Star Rating:

West

Director: Christian Schwochow

Actors: Alexander Scheer, Jordis Triebel, Tristan Gobel

Release Date: Friday 12th June 2015

Genre(s): Drama

Running time: 102 minutes

Here’s the big problem with West, an otherwise solid adaptation of Julia Franck’s novel: the last scene belongs to a minor character and not the heroine, a single mother looking to make a life for herself and her son in 1970s West Berlin. There’s a hint of a wobble in the middle of the second act, where it looks like director Christian Schwochow has forgotten whose story this is for a stretch before getting things back on track, but that wobble returns and unsteadies everything as West reaches its climax.

Nelly (Triebel) is a chemist making her way through the Berlin wall into West Berlin with son Alexis (Gobel) in the late seventies.

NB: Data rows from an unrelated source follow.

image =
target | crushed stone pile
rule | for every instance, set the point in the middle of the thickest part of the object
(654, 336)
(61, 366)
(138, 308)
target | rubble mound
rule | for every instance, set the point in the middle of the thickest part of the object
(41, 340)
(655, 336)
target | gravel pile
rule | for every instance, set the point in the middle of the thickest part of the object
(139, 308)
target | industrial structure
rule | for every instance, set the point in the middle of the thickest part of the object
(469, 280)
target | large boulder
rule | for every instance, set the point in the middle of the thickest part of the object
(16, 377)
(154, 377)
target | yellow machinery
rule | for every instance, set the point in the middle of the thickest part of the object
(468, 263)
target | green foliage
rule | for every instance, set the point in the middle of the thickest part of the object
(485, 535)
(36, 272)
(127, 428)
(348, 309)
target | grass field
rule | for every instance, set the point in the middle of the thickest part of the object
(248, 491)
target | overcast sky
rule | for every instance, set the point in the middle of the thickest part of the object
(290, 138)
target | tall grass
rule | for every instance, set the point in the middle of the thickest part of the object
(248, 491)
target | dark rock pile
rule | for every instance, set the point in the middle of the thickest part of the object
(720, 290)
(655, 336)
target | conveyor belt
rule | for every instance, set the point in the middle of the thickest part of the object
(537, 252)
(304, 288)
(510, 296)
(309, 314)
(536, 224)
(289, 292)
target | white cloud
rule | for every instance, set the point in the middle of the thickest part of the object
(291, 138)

She has paid off a man to pose as her husband, her boyfriend and Alexis’ father having died three years before, and they successfully negotiate the crossing. Living in a refugee centre with other escapees, Nelly has to jump through some bureaucratic hoops to acquire the necessary stamps to start a new life. However, standing in her way is CIA agent Bird (Ido), looking for any information Nelly might have about living in the Soviet section and who hints that her boyfriend may be alive and working for the Stasi...

Schwochow works hard to bring the era to life. The emphasis on details allows him to get under the fingernails of what life must have been like in a West Berlin refugee centre in the late seventies. He also goes to lengths to draw parallels between the CIA’s intrusive questioning of private affairs and the Stasi’s humiliating tactics; there’s nothing between her being forced to strip at the border and Bird’s very personal interrogation - both leave her naked and exposed. Fellow refugee Hans (Scheer) points out, "We have the same bedclothes here as the ones in East German jails." With overcrowding and sharing of toilets, this isn’t the paradise Nelly envisaged for her and her son and it looks like West’s daring proposition is that there’s not much difference between East and West.

But then comes that mid-act wobble. When Nelly begins to flirt with Bird her motivation gets a little muddied, and the story branches out to explore Hans, the creepy guy suspected of being a Stasi informer and who becomes a reluctant father figure to Alexis. While these developments work in their own right, they feel part of a broader story - as if West was a much longer film that was hacked down, leaving these subplots unfinished and underdeveloped. This is why allowing Hans and not Nelly occupy our attention and dominate screentime in the run in is such a puzzling decision - he is just the subplot after all.